“I dinna ken, and I dinna care. It's mair needfu' that one kens hoo to mak' it than to speer wha gave it the name of cockie-leekie.”
“More properly pronounced, coq à lécher,” said the inexorable Dean. “The dish is a French one.”
“Did ever any one hear the like?” exclaimed Sir Andrew, utterly confounded by the assertion.
“I confess, Sir Andrew,” said Linton, “it's rather hard on Scotland. They say you stole all your ballad-music from Italy, and now they claim your cookery for France!”
“The record,” said the Attorney-General, across the table, “was tried at Trim. Your Lordships sat with the Chief Baron.”
“I remember perfectly; we agreed that the King's Bench ruled right, and that the minor's claim was substantiated.” Then turning to Mrs. Kennyfeck, who out of politeness had affected to take interest in what she could not even understand a syllable of, he entered into a very learned dissertation on “heritable property,” and the great difficulties that lay in the way of defining its limits.

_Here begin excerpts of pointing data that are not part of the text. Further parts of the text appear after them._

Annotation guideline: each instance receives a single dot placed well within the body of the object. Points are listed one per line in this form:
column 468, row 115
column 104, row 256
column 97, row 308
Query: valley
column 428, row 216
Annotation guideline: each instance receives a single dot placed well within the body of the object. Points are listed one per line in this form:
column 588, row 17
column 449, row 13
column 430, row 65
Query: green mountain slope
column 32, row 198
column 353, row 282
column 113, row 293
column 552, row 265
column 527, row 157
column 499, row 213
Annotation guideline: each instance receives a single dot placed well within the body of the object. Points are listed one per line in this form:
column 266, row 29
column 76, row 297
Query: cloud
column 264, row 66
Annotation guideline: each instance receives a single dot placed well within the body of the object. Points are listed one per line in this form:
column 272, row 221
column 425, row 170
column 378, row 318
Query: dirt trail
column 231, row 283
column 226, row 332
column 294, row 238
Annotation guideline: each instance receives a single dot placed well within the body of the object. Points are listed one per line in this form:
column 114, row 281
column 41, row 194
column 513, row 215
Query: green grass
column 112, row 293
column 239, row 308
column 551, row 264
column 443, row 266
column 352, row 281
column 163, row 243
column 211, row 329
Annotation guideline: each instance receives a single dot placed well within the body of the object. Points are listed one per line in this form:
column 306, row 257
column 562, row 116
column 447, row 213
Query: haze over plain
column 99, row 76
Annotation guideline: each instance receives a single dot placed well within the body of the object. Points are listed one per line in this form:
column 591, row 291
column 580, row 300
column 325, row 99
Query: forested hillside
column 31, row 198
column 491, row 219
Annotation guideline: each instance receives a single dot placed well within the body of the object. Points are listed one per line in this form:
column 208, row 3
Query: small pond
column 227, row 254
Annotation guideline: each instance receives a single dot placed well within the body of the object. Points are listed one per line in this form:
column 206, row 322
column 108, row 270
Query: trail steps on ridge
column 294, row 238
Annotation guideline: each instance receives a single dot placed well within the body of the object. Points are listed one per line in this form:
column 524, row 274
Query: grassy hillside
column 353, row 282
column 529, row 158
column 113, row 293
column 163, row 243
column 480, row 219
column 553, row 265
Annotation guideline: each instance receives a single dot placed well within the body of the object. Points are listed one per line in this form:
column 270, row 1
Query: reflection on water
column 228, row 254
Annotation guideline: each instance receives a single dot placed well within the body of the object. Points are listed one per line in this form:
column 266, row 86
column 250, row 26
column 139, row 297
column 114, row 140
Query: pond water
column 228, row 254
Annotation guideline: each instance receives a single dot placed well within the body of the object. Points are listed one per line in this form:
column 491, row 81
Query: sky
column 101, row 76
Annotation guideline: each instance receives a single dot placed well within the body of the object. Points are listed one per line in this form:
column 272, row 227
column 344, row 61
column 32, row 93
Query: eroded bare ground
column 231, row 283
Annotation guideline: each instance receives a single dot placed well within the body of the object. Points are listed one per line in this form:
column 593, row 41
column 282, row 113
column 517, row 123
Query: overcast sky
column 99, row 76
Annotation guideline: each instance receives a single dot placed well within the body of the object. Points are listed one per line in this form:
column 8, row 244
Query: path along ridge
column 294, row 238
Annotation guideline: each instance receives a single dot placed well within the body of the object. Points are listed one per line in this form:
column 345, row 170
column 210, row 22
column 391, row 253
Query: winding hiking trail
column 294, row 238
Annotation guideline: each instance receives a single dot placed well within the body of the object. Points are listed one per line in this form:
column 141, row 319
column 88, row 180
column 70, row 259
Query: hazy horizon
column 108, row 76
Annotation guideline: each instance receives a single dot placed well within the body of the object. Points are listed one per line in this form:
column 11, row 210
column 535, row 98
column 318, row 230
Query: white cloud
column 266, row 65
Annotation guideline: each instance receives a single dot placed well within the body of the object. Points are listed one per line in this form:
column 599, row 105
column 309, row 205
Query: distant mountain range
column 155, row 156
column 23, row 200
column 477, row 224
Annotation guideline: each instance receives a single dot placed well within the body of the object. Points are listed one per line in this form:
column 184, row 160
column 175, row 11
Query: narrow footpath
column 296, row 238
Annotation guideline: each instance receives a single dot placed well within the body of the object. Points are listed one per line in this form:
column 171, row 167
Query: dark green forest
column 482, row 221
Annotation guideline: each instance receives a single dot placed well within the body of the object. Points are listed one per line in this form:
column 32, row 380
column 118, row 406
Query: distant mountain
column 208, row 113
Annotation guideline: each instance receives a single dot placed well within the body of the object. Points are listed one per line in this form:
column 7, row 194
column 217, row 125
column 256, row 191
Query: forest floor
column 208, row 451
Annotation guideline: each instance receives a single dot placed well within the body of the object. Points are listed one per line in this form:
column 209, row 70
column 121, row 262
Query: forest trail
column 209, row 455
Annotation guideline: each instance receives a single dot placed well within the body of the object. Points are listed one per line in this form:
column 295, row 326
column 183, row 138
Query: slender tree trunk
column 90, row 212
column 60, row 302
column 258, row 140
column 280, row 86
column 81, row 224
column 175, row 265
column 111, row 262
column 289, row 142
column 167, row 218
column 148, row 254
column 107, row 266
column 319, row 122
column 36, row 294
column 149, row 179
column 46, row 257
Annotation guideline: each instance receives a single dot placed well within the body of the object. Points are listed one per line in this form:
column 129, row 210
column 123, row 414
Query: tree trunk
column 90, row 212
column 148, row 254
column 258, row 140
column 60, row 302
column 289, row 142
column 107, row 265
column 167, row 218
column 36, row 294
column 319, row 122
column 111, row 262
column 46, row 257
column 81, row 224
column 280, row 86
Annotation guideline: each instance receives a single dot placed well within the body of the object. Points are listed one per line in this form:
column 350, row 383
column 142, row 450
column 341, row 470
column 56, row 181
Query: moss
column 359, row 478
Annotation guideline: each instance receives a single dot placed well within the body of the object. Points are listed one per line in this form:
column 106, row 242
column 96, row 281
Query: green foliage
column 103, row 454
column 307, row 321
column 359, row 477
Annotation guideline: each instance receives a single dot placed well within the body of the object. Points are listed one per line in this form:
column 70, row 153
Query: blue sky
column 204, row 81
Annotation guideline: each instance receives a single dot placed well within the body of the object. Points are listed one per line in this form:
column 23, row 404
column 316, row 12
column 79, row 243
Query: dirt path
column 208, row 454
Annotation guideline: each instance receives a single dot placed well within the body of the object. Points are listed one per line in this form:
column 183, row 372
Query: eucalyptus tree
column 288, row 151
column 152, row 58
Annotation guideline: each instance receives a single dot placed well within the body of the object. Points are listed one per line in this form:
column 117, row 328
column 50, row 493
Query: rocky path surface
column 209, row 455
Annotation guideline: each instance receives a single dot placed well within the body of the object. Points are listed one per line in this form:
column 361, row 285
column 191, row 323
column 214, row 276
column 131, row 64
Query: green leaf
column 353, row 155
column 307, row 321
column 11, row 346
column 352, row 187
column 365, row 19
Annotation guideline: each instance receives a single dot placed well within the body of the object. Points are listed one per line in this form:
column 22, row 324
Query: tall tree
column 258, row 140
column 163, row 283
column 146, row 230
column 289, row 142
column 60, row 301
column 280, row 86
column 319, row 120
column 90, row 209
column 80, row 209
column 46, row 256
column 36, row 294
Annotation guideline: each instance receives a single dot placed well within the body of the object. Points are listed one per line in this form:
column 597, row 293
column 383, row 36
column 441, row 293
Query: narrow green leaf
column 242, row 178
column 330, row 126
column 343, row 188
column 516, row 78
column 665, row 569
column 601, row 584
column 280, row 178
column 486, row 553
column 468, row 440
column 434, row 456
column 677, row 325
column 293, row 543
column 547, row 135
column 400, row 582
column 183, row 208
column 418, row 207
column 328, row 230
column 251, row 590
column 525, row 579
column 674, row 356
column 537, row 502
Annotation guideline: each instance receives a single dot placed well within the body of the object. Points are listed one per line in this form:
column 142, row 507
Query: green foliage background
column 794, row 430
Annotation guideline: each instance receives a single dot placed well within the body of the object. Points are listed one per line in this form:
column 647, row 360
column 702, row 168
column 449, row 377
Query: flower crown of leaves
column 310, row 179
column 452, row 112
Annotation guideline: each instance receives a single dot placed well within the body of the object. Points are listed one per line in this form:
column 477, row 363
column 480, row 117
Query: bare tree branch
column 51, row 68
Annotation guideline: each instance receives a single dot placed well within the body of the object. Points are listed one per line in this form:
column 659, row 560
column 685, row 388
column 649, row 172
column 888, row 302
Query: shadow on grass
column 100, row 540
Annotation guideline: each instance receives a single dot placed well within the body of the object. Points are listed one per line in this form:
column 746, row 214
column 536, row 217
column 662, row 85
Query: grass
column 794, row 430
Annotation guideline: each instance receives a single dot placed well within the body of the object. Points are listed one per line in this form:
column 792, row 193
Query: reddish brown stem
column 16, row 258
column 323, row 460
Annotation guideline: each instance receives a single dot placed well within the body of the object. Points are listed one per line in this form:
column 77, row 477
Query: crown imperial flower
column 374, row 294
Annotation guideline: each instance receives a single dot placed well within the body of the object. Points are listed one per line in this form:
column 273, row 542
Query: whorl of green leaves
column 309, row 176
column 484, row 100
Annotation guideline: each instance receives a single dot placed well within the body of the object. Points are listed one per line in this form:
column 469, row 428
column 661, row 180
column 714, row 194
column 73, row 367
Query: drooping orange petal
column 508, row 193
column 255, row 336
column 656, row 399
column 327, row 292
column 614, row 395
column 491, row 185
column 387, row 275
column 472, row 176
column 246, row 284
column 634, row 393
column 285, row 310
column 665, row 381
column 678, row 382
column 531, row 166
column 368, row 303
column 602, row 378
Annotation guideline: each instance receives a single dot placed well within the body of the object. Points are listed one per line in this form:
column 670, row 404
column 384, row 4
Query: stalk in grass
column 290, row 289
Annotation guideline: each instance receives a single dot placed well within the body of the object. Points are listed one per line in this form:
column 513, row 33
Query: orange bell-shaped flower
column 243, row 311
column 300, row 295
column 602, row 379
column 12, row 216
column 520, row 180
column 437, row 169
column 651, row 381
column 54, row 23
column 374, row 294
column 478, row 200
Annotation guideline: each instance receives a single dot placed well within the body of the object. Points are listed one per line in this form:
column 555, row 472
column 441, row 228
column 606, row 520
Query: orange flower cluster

Meanwhile “pipeclay,” as is not unsuitably styled mess-table talk, passed among the military, with the usual quizzing about regimental oddities. Brownrigg's cob, Hanshaw's whiskers, Talbot's buggy, and Carey's inimitable recipe for punch, the Dean throwing in his negatives here and there, to show that nothing was “too hot or too heavy” for his intellectual fingers.
“Bad law! Mr. Chief Justice,” said he, in an authoritative tone. “Doves in a cot, and coneys in a warren, go to the heir. With respect to deer—”
“Oh dear, how tiresome!” whispered Mrs. White to Cashel, who most heartily assented to the exclamation.
“What's the name o' that beastie, young gentleman?” said Sir Andrew, who overheard Cashel recounting some circumstances of Mexican life.